Elinor received the cape from her cousin, who was unusually animated in its praises; it was held up to the light; then laid on the table; the delicacy of the work was admired; then the form, and the ribands; and, at last, Elinor threw it over Jane’s shoulders, observing, at the same time, that it was particularly becoming to her. Harry seemed determined not to look; and, in order to resist any inclination he may have felt, to do so, he resolutely took up a Review, and began turning over its pages. The young ladies’ admiration of the cape lasted several minutes, and, at length, Elinor called upon the rest of the party to admire how becoming it was.

“Well, really,” exclaimed Harry, looking rather cross, probably at being disturbed in his reading, “young ladies’ love of finery seems quite inexhaustible; it is sometimes incomprehensible to the duller perceptions of the male sex.”

“Don’t be saucy!” said Elinor.

“Why, you can’t deny the fact, that you and Jane have been doing nothing else, all the morning, but tumble over this Paris finery?”

“I beg your pardon ... we have been talking quite sensibly, too; have we not, Aunt Agnes?”

“Much as usual, I believe, my dear,” replied Miss Wyllys.

“Pray observe, that the table contains something besides finery; here are some very good French and Italian books; but, I suppose, Jane will say, those you selected yourself.”

“I certainly did,” said Harry; “and the music, too.”

“Well, I have half a mind not to tell you, that we like the books and the music quite as well as anything here,” said Elinor, colouring; and then, as if almost fearing that she had betrayed her feelings, she continued, in a gay tone. “But, why are you so severe upon us this morning?”

“Unpalatable truth, I suppose,” said Harry, shrugging his shoulders.

“Pray, remember, sir, that if finery be thrown away upon the noble sex, at the present day, it was not always so. Let me refer you to certain kings, who, not content with studying their own dresses, have condescended to compose those of their queens, too. Remember how many great heroes ... your Turennes and Marlboroughs ... have appeared in diamonds and satin, velvet and feathers!”

{“Turenne” = Henri de la Tour d’Auvergne, Vicomte de Turenne (1611-1675), a famous French military commander; “Marlborough” = John Churchill Marlborough, Duke of Marlborough (1650-1722), a famous British military commander}

“But that was two hundred years ago.”

“They were heroes, nevertheless; and, I suppose, une fois caporal, toujours caporal.

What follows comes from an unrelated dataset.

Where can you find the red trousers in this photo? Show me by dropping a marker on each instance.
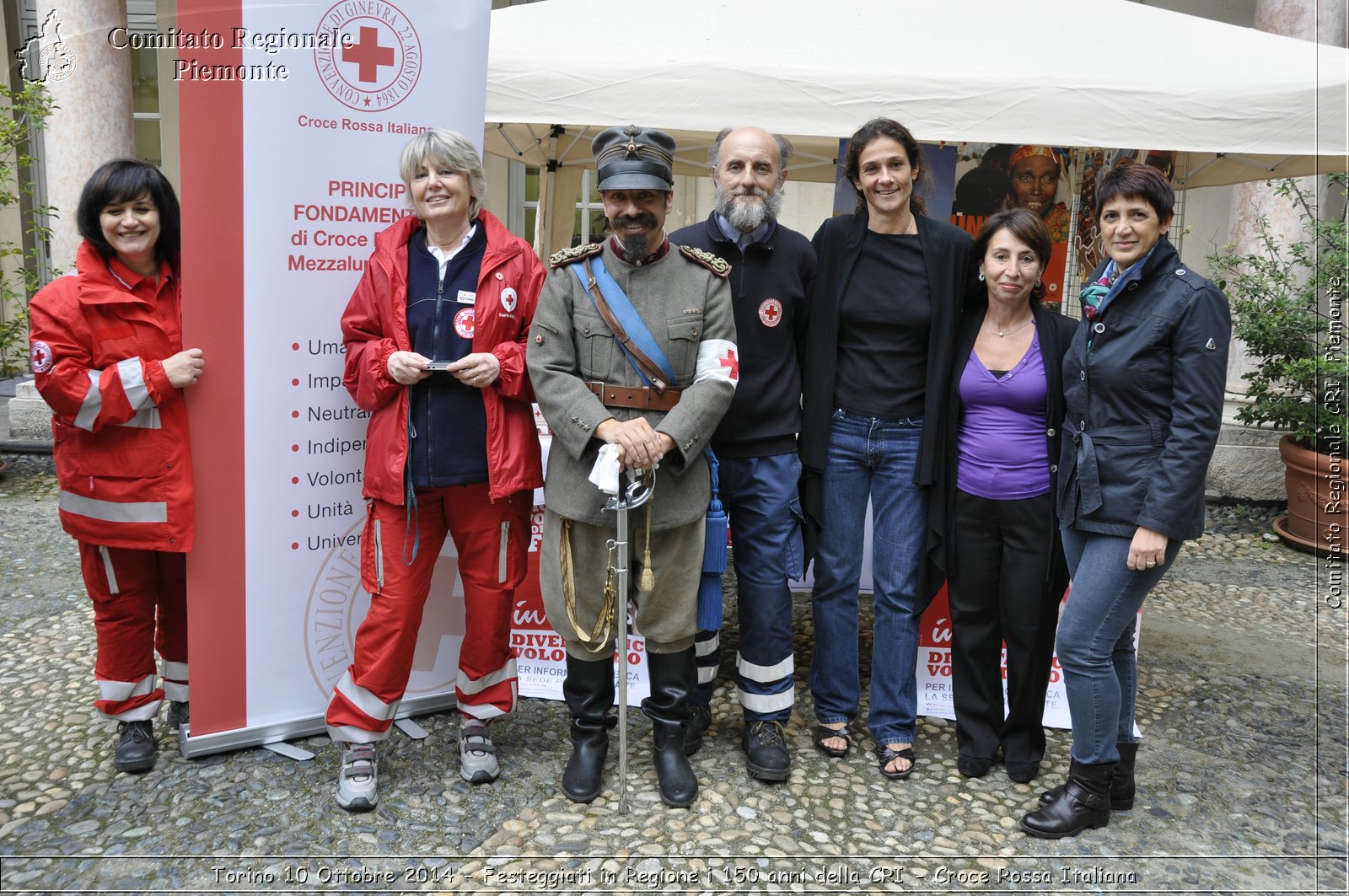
(139, 606)
(492, 544)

But, if you prefer something nearer to our own time, figure to yourself Horace Walpole, and General Conway, some half- century since, consulting, in their correspondence, upon the particular shade of satin best suited to their complexions ... whether pea-green, or white, were the most favourable.”

{” une foi caporal ... .” = once a corporal, always a corporal (French); “Walpole” = Horace Walpole (1717-1797), English author; “Conway” = General Henry Conway (1721-1795), English general and politician}

Hazlehurst laughed.

“There it is, in white and black!” said Elinor. “Just remember Goldsmith, strutting about Temple Gardens, in his blush-coloured satin, and fancying everybody in love with him, too!”

{“Goldsmith” = Oliver Goldsmith (1730-1775), British author; “Temple Gardens” = in London on the Thames River, next to The Temple (an ancient English school of law)}

“Quarter! quarter! Nelly,” cried her grandfather, laughing.

“True, I must confess,” said Harry, smiling; “but that was more than fifty years ago. The world has grown wiser, now.”

“Has it?”

“Look at our sober coats, to-day ... the last Paris fashions, too!”

“Yes ... but what is the reason?” cried Elinor, laughing herself. “You have just found out that finery, and a showy exterior, are of no use to you ... they do not increase your influence with the ladies! We do not value a man more for a showy exterior!”

“I submit,” said Harry; but he coloured, and seemed to Miss Agnes, more embarrassed by Elinor’s remark than was necessary. He threw down his book, however, and crossed the room to take a place near her.

“What are you going to do this morning?” he said, quietly.

A walk was proposed, and soon after the young people, accompanied by Bruno, set out together.